When the comments section of online news articles first appeared, it was surprising to see how Korea had so many linguistic geniuses with a remarkable sense of satire. There were also other people who seized the chance to express their raw anger or show their support toward whatever subject that was described in the report. The online comments section ran parallel to concepts like the digital public sphere, deliberative democracy and participatory democracy.
But faith in the digital public sphere swiftly faded as more individuals and groups were threatened by online comments, and cases like the Druking and the National Intelligence Service opinion-rigging scandals erupted.
After a famous celebrity recently committed suicide, Kakao announced that it was tentatively shutting down the comments sections for all celebrity news articles. It’s a welcoming move in the sense that a major player in the media ecosystem has shown its will to change, but questions remain as to whether this will genuinely solve the problem.

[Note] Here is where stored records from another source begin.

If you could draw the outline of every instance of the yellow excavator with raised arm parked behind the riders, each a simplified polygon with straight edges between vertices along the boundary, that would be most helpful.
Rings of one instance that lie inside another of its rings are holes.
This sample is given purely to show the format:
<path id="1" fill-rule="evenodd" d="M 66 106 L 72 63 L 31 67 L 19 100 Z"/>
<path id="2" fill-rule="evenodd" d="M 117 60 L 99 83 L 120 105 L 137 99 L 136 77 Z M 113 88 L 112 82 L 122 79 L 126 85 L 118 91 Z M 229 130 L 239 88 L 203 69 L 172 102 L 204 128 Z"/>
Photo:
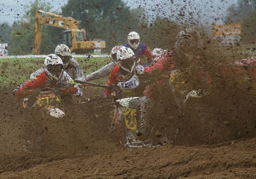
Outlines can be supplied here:
<path id="1" fill-rule="evenodd" d="M 42 16 L 42 14 L 48 16 Z M 40 54 L 43 25 L 66 29 L 66 31 L 62 33 L 62 43 L 67 45 L 71 52 L 106 48 L 105 41 L 87 41 L 85 30 L 79 27 L 80 22 L 78 20 L 74 20 L 72 17 L 63 17 L 50 12 L 37 10 L 34 18 L 34 55 Z"/>

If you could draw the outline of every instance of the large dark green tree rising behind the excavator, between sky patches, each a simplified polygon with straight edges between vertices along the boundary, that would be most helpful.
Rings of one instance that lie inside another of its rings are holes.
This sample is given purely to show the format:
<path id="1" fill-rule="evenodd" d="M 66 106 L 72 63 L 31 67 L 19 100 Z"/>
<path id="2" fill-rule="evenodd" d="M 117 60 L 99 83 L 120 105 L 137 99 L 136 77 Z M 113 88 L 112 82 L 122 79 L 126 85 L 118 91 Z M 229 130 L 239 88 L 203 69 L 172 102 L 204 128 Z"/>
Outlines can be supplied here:
<path id="1" fill-rule="evenodd" d="M 80 20 L 89 40 L 105 40 L 107 52 L 118 44 L 126 44 L 128 33 L 141 27 L 122 0 L 69 0 L 62 15 Z"/>

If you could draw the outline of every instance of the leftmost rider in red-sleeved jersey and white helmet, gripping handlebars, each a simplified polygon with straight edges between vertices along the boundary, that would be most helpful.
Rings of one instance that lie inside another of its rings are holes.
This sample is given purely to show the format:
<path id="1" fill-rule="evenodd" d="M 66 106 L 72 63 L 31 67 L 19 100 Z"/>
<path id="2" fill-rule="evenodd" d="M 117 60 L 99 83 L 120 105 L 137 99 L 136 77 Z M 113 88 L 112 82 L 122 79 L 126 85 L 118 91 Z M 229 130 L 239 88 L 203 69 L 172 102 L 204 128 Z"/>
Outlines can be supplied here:
<path id="1" fill-rule="evenodd" d="M 63 68 L 64 64 L 60 57 L 55 54 L 48 55 L 44 61 L 44 72 L 19 85 L 13 90 L 13 94 L 22 98 L 31 95 L 37 89 L 49 87 L 58 91 L 56 93 L 64 104 L 72 103 L 74 97 L 81 97 L 83 93 Z"/>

If a new swimming pool opens, people will go swimming there, but we can’t eliminate the risk of some people drowning. In order to effectively run the pool, we need rules, and sometimes, safety agents. It’s the same for the digital public sphere. As much as we acknowledge the virtues of it, there will be times when side effects occur or things go beyond our expectations. Unless we decide to give up the benefits of the digital public sphere, we must manage and improve the comments sections, not simply eliminate them. Even though news comments sections seem a mess, they’re still a part of the online experience.
The real problem lies in the dearth of efforts and attention to systematically solve the problem, like devising some sort of an index to gauge the quality of our digital public sphere or introducing changes based on analyses and evidence. There is only a bunch of talk about getting rid of the comments section or keeping it.
It’s difficult for the government or public organizations to actively engage in the issue because it’s related to freedom of speech and freedom of the press. So news organizations and portal websites must take the initiative to play the mediator of the comments section. The New York Times once said that its solution to increasing fake news is to continuously produce journalism of the highest quality. I think that also goes for the comments section issue we’re dealing with in Korea. Experts must play a role by separating “bad comments” from the others and by setting forth a set of rules and quality standards that enable readers to easily gain access to comments falling under those criteria, even if that means that the experts would have to brave a storm of public criticism.
I hope portal websites develop technological solutions that will contribute to organizing or filtering comments by, say, utilizing a machine-learning method based on their amassed news consumption data. I expect media companies to admit that comments are an integral part of journalism and search for a way to incorporate those comments into their coverage. At a time when public trust for pre-existing news outlets is low, the media can cultivate loyal readers, or “comment experts,” that help guide other readers.
A reporter or editor can select what they think are “good-quality” comments and present them to other readers.
Research indicates that an article’s content and structure affect the comments that readers type going along with that article. There’s also research that shows an article that tilts toward a certain political faction tends to prompt more rage-filled comments.
Wouldn’t media companies be able to make a new form of news product out of the online discussions their articles lead to, instead of stopping short at producing reports?
The core problem lies within the fast-spreading “unintelligent viral culture,” which refuses facts. News that is intertwined with scandal and conspiracy instantly sparks heated public reactions. In the long term, the most crucial aspect for improving our digital public sphere is for people to realize that it’s an issue everyone needs to care about. Experts must demonstrate leadership and achieve a balance between freedom of expression and the pursuit of the public interest through the digital public sphere by setting the fewest number of rules and enforcing them one at a time — instead of just watching the comments sections die out.